KAMPALA, UGANDA — No one saw the mosquito that wrecked little Mariam Nagita’s life.
The first sign that the high-spirited tot was in serious trouble was her hot forehead. Fever was consuming her small body. She begged for fruit to eat, so her grandmother cut up a mango.
As Mariam sank her teeth into a slice of the sweet fruit, she dropped to the floor in convulsions.
That was four years ago. And Mariam, now eight, has never since spoken, walked or fed herself.
Mariam was the victim of double bad luck: First, that mosquito gave her malaria. Second, it was cerebral malaria, a form of the disease that is so severe it often kills children or leaves them with lasting brain damage.
Her case and others like it have inspired doctors from Minnesota, Michigan and Uganda to collaborate on a major effort to spare African children from the tragic consequences of cerebral malaria.
The best thing anyone could do for these kids is to prevent them from getting malaria in the first place, said Dr. Chandy John, who directs the University of Minnesota’s Global Pediatrics Program. And many groups are working in Uganda and other countries to distribute bed nets and other safeguards against the mosquito-borne disease.
“But as these efforts are rolled out, there still are millions of kids who are getting malaria, so we need to do more for them,” said John, one of several Minnesota doctors and medical students who are shuttling between Minneapolis and eastern Africa to work on that cause.
Malaria kills an African child every 30 seconds, according to the World Health Organization.
The killer comes in the form of a one-cell parasite called plasmodium. Its accomplice is the female Anopheles mosquito who hunts for blood to nurture her eggs. As the mosquito feeds from victim to victim, she picks up the parasite from one person and injects it in another.
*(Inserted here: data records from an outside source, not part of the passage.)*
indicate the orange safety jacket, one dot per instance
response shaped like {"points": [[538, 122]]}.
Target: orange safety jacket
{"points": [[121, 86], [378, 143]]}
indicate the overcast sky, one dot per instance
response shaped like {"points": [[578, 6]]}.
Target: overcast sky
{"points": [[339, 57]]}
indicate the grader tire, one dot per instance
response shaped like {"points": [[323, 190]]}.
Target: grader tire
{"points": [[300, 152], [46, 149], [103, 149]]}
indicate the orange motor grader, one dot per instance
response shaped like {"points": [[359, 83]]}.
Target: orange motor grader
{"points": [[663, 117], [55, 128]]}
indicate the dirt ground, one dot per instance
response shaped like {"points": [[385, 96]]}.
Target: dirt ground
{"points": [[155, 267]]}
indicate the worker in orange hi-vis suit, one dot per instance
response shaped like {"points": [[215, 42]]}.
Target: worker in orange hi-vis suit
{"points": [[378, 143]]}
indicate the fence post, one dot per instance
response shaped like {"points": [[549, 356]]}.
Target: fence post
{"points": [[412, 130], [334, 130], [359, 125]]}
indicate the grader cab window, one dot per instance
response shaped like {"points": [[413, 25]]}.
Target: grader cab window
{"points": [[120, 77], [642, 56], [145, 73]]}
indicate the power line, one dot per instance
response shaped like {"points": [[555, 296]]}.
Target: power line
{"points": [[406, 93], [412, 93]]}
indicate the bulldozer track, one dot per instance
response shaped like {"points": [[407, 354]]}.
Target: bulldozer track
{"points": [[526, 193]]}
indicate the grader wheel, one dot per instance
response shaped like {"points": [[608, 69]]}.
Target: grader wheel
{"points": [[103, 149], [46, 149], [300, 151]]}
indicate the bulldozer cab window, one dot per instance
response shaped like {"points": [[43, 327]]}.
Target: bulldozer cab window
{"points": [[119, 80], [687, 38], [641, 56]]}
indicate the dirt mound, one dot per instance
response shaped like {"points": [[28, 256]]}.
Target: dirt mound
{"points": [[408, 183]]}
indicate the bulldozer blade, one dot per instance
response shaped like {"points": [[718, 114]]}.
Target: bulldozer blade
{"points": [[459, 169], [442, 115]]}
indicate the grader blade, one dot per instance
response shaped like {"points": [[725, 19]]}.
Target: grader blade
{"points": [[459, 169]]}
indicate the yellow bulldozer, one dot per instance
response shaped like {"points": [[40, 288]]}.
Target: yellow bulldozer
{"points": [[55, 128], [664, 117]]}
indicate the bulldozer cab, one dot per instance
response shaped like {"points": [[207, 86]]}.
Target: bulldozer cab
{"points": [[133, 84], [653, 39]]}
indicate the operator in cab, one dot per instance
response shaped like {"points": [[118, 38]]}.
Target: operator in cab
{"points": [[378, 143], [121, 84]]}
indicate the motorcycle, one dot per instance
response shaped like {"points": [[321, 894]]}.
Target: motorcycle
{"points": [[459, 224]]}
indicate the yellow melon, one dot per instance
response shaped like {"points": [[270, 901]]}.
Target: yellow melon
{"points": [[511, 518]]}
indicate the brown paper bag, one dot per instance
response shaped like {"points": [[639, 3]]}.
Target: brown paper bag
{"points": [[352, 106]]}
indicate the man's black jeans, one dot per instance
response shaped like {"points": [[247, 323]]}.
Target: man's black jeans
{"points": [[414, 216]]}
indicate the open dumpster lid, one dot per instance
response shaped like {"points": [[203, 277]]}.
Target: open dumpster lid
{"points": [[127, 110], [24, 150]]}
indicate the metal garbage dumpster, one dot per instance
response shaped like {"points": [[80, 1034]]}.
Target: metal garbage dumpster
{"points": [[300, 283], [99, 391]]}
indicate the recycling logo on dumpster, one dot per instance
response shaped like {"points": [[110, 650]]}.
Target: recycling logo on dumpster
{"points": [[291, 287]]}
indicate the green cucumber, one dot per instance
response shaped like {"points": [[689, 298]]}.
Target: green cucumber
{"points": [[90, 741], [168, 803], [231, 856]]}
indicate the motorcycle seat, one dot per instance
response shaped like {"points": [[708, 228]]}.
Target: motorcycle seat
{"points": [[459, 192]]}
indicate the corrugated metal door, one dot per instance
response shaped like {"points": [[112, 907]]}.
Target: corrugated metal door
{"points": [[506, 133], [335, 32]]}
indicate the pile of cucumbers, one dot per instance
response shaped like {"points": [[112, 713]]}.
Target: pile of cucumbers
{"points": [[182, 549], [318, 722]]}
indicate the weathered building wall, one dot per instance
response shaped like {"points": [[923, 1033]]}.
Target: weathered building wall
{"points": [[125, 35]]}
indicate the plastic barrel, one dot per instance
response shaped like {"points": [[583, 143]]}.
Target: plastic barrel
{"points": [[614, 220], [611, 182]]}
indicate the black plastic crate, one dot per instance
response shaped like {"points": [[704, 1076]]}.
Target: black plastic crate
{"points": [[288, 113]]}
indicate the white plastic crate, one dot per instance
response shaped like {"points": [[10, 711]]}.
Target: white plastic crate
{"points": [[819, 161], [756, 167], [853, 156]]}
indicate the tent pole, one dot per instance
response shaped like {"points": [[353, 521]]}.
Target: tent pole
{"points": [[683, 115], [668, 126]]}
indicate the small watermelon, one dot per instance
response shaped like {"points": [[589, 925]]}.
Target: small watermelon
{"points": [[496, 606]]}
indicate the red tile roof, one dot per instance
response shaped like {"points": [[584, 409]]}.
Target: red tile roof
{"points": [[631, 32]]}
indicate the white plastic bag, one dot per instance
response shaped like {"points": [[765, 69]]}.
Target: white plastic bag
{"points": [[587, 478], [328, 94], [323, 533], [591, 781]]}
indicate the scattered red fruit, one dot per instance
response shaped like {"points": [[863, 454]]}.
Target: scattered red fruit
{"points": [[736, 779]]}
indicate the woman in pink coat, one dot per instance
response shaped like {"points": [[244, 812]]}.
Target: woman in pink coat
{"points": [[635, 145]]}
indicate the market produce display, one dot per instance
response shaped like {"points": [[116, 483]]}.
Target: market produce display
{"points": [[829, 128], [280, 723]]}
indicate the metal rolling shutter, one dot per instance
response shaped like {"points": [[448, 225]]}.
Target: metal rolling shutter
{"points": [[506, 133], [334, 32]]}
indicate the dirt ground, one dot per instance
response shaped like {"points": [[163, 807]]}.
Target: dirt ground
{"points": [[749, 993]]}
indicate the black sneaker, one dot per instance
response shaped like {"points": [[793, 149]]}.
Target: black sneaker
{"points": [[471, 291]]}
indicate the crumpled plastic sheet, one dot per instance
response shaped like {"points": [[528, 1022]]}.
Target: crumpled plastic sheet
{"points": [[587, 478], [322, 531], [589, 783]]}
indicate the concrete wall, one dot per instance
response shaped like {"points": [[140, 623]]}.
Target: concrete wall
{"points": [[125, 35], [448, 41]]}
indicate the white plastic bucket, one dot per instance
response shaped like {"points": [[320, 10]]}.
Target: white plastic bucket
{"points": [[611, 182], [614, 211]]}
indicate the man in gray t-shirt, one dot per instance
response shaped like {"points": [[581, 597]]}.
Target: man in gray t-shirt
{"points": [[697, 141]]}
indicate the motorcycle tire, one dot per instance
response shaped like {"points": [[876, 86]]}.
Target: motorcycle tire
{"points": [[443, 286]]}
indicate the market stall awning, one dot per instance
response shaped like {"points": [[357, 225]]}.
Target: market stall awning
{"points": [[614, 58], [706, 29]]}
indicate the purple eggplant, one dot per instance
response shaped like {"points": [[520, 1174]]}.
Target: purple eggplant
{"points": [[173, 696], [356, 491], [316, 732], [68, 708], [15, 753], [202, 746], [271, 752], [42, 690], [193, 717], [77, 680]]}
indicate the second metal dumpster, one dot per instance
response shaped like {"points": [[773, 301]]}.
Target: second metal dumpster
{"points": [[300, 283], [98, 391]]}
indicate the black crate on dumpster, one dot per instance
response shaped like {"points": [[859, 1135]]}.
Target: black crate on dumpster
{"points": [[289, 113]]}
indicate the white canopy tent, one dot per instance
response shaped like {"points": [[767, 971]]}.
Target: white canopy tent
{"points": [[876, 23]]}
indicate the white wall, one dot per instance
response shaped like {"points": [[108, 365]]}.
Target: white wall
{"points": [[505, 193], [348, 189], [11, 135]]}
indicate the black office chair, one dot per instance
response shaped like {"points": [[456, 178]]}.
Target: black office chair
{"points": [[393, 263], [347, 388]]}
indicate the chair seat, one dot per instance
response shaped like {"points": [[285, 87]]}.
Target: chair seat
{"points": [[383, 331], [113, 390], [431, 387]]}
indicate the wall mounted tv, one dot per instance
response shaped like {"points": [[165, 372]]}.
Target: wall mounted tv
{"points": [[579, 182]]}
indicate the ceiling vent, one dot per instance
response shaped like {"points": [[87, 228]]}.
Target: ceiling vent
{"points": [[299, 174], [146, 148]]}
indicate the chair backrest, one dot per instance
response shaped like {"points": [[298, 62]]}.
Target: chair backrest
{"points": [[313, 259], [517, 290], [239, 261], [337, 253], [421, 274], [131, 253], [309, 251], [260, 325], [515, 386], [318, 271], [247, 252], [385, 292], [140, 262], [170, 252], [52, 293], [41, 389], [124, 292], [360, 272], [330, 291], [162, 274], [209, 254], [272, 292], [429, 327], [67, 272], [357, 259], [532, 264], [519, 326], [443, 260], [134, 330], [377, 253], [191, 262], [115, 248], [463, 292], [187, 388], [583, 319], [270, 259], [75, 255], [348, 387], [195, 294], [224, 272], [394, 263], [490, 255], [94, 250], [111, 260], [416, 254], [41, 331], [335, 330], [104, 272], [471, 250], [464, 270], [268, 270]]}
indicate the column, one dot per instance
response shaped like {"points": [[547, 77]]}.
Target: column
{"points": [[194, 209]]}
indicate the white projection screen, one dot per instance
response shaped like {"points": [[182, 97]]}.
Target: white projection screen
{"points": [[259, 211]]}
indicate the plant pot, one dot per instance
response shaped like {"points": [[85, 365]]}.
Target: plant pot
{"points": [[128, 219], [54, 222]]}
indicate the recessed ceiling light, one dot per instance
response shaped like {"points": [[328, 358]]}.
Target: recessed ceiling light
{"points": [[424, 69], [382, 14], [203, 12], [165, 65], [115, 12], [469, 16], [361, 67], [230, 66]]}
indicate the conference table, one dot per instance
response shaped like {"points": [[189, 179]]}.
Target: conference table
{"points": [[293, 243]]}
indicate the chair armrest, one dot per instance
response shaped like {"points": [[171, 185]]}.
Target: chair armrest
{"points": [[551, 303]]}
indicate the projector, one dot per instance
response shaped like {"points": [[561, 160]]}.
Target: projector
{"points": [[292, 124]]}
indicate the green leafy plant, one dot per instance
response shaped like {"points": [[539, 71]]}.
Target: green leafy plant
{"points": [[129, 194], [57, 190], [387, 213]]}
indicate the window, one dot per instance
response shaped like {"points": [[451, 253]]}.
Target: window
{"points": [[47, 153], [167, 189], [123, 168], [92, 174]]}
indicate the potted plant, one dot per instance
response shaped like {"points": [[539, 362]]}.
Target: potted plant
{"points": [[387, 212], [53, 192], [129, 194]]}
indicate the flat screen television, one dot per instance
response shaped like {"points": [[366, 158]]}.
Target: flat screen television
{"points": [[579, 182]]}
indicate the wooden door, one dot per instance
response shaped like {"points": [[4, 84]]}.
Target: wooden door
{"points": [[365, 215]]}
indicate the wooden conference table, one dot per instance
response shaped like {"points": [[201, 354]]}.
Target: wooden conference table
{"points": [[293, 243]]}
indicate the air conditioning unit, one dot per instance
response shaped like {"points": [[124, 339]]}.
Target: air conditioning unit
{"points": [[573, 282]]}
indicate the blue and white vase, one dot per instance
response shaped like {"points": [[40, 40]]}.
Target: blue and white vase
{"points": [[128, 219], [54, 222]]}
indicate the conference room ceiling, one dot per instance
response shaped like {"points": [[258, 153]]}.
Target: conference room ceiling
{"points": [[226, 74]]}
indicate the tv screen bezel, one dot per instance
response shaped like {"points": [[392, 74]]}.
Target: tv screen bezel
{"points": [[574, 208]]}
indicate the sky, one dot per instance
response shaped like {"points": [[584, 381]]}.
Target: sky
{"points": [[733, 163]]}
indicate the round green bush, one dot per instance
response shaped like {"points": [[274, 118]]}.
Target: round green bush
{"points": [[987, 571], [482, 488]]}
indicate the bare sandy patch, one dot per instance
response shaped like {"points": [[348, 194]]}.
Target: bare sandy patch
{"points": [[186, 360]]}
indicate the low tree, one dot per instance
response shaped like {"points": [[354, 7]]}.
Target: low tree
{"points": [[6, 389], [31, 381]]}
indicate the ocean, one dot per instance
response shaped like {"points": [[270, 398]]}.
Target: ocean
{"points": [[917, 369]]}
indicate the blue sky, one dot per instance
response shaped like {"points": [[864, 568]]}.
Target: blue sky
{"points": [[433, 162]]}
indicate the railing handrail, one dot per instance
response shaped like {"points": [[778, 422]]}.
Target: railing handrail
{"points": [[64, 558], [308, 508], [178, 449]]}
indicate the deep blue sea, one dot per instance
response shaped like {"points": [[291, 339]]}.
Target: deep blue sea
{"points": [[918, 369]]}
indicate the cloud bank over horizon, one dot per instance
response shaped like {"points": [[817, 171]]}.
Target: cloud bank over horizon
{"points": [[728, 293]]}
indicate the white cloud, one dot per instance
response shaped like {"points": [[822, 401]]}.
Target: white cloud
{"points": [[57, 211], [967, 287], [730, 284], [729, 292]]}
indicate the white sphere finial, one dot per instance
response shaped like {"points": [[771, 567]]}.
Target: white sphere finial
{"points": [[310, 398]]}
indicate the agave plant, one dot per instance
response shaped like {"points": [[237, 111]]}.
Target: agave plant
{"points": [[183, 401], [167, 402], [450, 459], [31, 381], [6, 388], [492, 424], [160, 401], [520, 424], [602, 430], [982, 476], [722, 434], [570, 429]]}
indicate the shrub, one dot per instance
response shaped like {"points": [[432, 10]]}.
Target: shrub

U.S. taxpayers and private donors have launched a major thrust to help save children from the disease. The Bush administration alone has committed more than $1.2 billion to the fight with the ambitious goal of slashing malaria-related deaths in half in 15 countries including Uganda.
Mariam’s case provides one example of where the American dollars are going.
During the first week or so after the mosquito bit Mariam, no one could have noticed any difference in her. Except for a bout of whooping cough, she had been as healthy as any four-year-old can be. Jumping rope was her passion. Her pride was registering to go to the school where her older brothers had learned the magic of reading.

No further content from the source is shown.